McCracken led a body of about 6000 rebels in an attack on Antrim town. As promised Catholic Defenders turned out, but in the march upon the town tensions with the Presbyterian United Irish may have caused some desertions and a delay in McCracken's planned assault. McCracken's men were defeated and his army melted away. On June 15, Dickey, together with McCracken, James Hope, James Orr and about 50 other rebel survivors from Antrim arrived at Slemish, near Ballymena. There they set up camp for 3 weeks before leaving under threat of attack from Colonel Green of the Tay Fencibles.

==Capture and death==
Dickey was captured by the Sutherland fencibles on the Divis Mountain where he hid out. He was court-martialled and hanged at Corn Market, Belfast on 26 June 1798. Famously; before his hanging Dickey refused to wear a black hood saying to the hangman, "Sir, don't cover my face!" According to local legend, he shouted, "Don't think gentlemen, I am ashamed to show my face among you, I am dying for my country!" However, Henry Joy of the loyalist News Letter has Dickey on the scaffold recanting his commitment to the "brotherhood of affection" between Catholic and Protestant. He is supposed to have warned the assembled that had "the Presbyterians of the north succeeded in their [republican] designs, they would ultimately have had to contend with the Roman Catholics". It is testament to the sentiment that in the north was to largely expunge the memory of his, and McCracken's, sacrifice.
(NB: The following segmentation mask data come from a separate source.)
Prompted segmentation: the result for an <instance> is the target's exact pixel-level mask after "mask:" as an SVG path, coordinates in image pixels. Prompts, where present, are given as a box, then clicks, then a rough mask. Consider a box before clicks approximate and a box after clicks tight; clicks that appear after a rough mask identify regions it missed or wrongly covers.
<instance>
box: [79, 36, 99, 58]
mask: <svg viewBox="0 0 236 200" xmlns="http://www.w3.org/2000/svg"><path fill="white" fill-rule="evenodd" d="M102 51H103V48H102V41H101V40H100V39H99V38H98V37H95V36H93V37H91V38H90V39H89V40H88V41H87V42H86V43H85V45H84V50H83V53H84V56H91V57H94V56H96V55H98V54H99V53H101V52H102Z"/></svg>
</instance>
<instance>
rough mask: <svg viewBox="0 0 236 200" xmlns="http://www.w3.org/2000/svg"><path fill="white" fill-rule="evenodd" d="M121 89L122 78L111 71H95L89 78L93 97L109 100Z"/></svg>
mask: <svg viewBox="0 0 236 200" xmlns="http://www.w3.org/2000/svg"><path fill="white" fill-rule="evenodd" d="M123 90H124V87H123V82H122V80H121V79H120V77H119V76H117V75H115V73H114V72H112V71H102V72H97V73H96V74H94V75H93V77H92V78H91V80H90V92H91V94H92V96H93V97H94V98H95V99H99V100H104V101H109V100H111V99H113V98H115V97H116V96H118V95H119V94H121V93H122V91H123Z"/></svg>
Dickey was 22 years old. His head was placed on a spike outside the Market House on Belfast's High Street.

==Brother, John Dickey==
James Dickey's brother, John Dickey of Crumlin was also implicated in the rebellion. He was informed on by neighbours who had noticed that he was making pikes and attending secret meetings of the United Irishmen late at night. Arrested and court-martialled, he refused the terms granted by the government to the "State Prisoners" in Dublin. He was transported to the West Indies for penal servitude, but managed to escape and made his way to the United States.